Last week’s fighting prompted the United Nations to evacuate all but a half dozen foreign employees to safe northern Afghanistan.
All embassies in Kabul plan on shipping out all but the most essential personnel. Some missions may close in fear Kabul will remain dangerous until the showdown with Hekmatyar is settled.
The hasty agreement cobbled together to fill the void created by Najibullah’s fall has all but evaporated and the chorus grows for President Burhanuddin Rabbani’s shaky and divided administration to resign.
″The government is a failure,″ former rebel commander Abdul Qadir, now governor of eastern Nangarhar province, said in Jalalabad. ″They are ... only interested in themselves. They .. . will promise whatever they must to get power and then do whatever they must to remain in power.″
Qadir is trying to cope with the influx of about 100,000 refugees from Kabul in the past week.
He has joined other prominent rebel commanders calling for a traditional grand council of tribal elders, intellectuals and religious scholars. It would select an interim government to put back together a country badly fragmanted along religious, ethnic and ideological lines.

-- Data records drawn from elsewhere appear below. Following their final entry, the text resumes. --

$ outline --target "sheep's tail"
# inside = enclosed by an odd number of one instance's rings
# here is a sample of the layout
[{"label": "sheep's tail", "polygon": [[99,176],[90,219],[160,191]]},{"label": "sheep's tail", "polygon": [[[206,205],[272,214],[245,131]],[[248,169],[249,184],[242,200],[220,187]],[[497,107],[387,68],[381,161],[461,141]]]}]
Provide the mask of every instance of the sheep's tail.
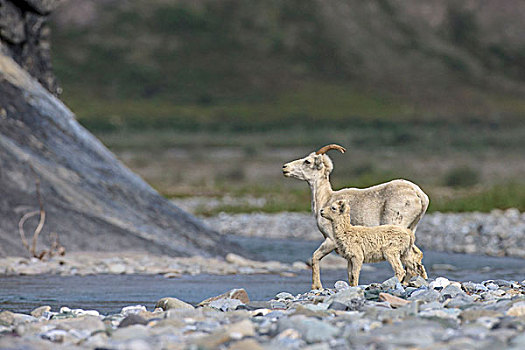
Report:
[{"label": "sheep's tail", "polygon": [[[427,212],[430,200],[428,196],[426,195],[426,193],[423,192],[421,188],[419,188],[419,186],[417,185],[414,185],[414,186],[416,187],[415,192],[416,192],[416,195],[419,197],[419,200],[421,201],[422,207],[421,207],[421,212],[419,213],[419,215],[417,215],[412,221],[412,223],[408,226],[408,228],[412,230],[413,232],[413,235],[411,236],[412,247],[410,249],[410,254],[409,254],[411,258],[409,258],[408,260],[412,261],[411,263],[409,263],[412,265],[412,275],[413,276],[419,275],[423,277],[424,279],[427,279],[428,275],[425,270],[425,266],[423,266],[423,263],[421,262],[423,260],[423,252],[415,244],[415,239],[416,239],[415,233],[416,233],[416,229],[417,229],[417,225],[419,221],[423,218],[423,215],[425,215],[425,213]],[[409,273],[408,273],[408,267],[407,267],[407,276],[408,275]]]},{"label": "sheep's tail", "polygon": [[419,197],[419,200],[421,201],[421,212],[414,218],[414,220],[410,223],[410,225],[408,225],[408,228],[411,229],[412,232],[414,232],[415,234],[419,220],[421,220],[423,218],[423,215],[425,215],[425,213],[427,212],[428,205],[430,203],[430,199],[428,198],[427,194],[423,192],[421,188],[419,188],[419,186],[415,184],[414,186],[416,187],[415,189],[416,195]]}]

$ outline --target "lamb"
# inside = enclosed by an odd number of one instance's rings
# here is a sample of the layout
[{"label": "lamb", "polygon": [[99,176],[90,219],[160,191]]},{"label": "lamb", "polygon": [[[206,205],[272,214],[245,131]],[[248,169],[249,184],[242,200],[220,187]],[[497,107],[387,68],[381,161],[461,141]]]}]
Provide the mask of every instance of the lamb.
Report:
[{"label": "lamb", "polygon": [[[335,250],[332,225],[319,214],[319,210],[328,203],[346,200],[352,207],[350,220],[352,225],[378,226],[394,224],[416,231],[419,220],[425,214],[428,196],[414,183],[406,180],[393,180],[368,188],[345,188],[332,190],[330,173],[333,170],[331,159],[325,154],[329,150],[346,150],[336,144],[330,144],[312,152],[304,158],[283,165],[283,174],[308,182],[312,192],[312,212],[317,227],[324,236],[323,243],[312,255],[312,289],[322,289],[319,261]],[[414,254],[422,255],[417,247]],[[351,275],[350,265],[348,275]]]},{"label": "lamb", "polygon": [[414,251],[419,249],[414,249],[417,248],[414,245],[416,236],[412,230],[395,225],[353,226],[350,223],[350,212],[350,205],[343,200],[320,210],[321,216],[332,224],[339,254],[351,266],[348,279],[351,286],[359,284],[359,273],[363,262],[388,261],[399,281],[417,274],[427,278],[421,263],[423,256],[414,254]]}]

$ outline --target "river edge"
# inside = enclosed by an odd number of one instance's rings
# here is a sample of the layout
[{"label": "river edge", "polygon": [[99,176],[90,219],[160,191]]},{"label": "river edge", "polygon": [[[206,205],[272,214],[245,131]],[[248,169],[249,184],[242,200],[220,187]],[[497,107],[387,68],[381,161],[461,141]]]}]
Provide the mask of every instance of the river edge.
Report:
[{"label": "river edge", "polygon": [[[191,211],[195,203],[201,201],[190,198],[174,203]],[[200,219],[222,234],[305,241],[322,239],[311,213],[220,213]],[[429,213],[416,230],[416,244],[423,250],[517,258],[525,258],[523,237],[525,213],[517,209]]]}]

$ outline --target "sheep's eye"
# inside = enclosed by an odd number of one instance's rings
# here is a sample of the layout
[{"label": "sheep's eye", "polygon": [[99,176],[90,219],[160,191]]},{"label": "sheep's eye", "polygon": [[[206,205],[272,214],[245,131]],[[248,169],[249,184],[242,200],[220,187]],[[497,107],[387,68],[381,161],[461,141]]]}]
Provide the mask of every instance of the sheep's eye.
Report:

He says if the government refuses, the provinces will have to unite and remove it by force.
Many diplomats and Afghans say the Kabul government has already ceased to exist.
Most government employees and bureaucrats report for work once a week, if at all. Guerrilla leaders spend as much time out of the country as in.
When fighting flared last week, only three guerrilla chiefs were in Afghanistan. The others were in Pakistan or vacationing in Europe or the United States.
Some Cabinet ministers have returned to their homes in Pakistan. A few even took along the black, bulletproof Mercedes cars that once belonged to members of the former regime.